Normally, I might not mind having a guy like John Roberts join me in bed. He’s quite well preserved for a man his age. However, under the circumstances, I’d prefer it if he, the rest of his future court brethren and sistren, and the legislature all stayed on the other side of the sheets.
What Roberts is saying is that pretty much everyone agrees now that there is some form of a "right to privacy," but there is disagreement as to where it comes from. Roberts reminds us that the current consensus, with which he apparently agrees, is that it comes from the Due Process Clause of the Fourteenth Amendment — the "liberty interest" (remember, it’s "life, liberty or property" — each has its own rules, here it’s the "liberty" interest that is being debated).
Of course, some very silly people, especially me, prefer to look at the Ninth Amendment (unenumerated rights) for the right to privacy. That reasoning is not dead, but it is a minority view and is usually back-shelved in favor of the Fourteenth Amendment.
Clarence Thomas is the only S.C. justice who still believes the Ninth Amendment should be the focus rather than the Fourteenth.
I listen to NPR on my commute each day and listen to the hearings live each morning and the days review each evening.

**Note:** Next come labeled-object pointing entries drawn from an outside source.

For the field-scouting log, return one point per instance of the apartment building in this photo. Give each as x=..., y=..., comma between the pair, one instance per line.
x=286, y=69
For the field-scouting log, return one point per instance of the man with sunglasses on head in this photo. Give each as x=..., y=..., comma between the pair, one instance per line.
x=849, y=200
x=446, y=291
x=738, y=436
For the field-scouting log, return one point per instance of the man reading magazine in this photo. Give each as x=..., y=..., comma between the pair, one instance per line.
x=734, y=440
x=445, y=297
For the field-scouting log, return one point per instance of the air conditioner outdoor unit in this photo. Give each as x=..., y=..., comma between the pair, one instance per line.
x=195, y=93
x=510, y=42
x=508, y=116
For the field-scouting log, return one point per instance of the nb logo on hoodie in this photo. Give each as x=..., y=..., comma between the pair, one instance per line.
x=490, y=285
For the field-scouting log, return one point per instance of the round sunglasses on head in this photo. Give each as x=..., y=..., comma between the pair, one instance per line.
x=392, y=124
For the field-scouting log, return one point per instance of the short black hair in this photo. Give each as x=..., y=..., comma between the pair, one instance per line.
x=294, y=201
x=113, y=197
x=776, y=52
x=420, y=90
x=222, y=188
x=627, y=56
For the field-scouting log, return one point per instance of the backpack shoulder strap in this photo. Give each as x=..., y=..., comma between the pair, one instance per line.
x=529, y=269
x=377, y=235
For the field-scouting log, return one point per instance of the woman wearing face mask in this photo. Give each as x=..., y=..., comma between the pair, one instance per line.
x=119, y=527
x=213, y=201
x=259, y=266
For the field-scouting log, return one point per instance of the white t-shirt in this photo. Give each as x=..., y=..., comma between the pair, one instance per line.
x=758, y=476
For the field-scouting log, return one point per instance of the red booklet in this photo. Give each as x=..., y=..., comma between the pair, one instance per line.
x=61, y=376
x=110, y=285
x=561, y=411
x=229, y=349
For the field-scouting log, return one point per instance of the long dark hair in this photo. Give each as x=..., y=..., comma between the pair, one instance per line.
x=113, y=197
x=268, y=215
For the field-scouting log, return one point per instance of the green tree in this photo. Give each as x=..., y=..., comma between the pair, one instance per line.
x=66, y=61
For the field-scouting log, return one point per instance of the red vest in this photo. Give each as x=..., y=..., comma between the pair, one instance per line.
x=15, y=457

As I listen to Roberts speak, I must admit its nice to hear a Bush appointee, speak in clear concise sentences and articulate his views without sounding like a babbling idiot. I can see why he’s good at what he does. He may or may not be a good judge, we’ll see. And frankly I don’t think either side can say exactly how he’ll vote on any single issue. The hearings themselves are a dog and pony show. Unless he admits to dancing with underage boys at his weekly drag parties Roberts is in. This whole thing is a sham Roberts knows it as does everyone else on the panel. The very idea that he has to give his opinion on matters of law without giving his opinion is a linguistic nightmare. Every question starts with…With out telling us how you feel, please tell us how you feel about case XYZ. Without telling us how you would rule on a case please tell us how you would rule.
Get a grip!
Their not allowed to ask tough questions.
And he’s not allowed to answer anything.
The only thing I’ve seen is his ability to do the political two step, and in fact, he does it well.
After listening to meaningless hours of question and answers. The only thing I know for sure is Bush likes him, and that alone is enough to scare me.
I think the dog-and-pony show is necessary, not because the Supreme Court nominees want to play it cagey, but because the senators ask the wrong questions.
They ought to be asking Roberts questions that ferret out what he is like and ought to avoid questions relating to law altogether.
I point out that when a Democratic President nominates a quasi-liberal for the Court, the roles of the senators are reversed — and that this happens without any qualms. The Democrats, now, ARE trying to make the whole process a wholly political issue, hoping to have Roberts commit to voting on certain issues the way they would like OR they are hoping Roberts might say something foolish that they can pounce on. But a Supreme Court judge should not precommit to voting certain ways, and has to assiduously avoid saying anything that might be construed as foolish.
Perhaps senators should ask Roberts what movies he likes! If his favorites were "Pulp Fiction" and "The Day the Earth Stood Still," it would say a lot. On the other hand, if he liked "Forrest Gump" and "From Here to Eternity," then obviously he would have no business being on the Court.
Roberts has told us his favorite films are "Dr. Zhivago" and "North by Northwest." I think we can tell a lot from this. He will be an intelligent addition to the Court, but will consistantly rule in consort with other conservatives.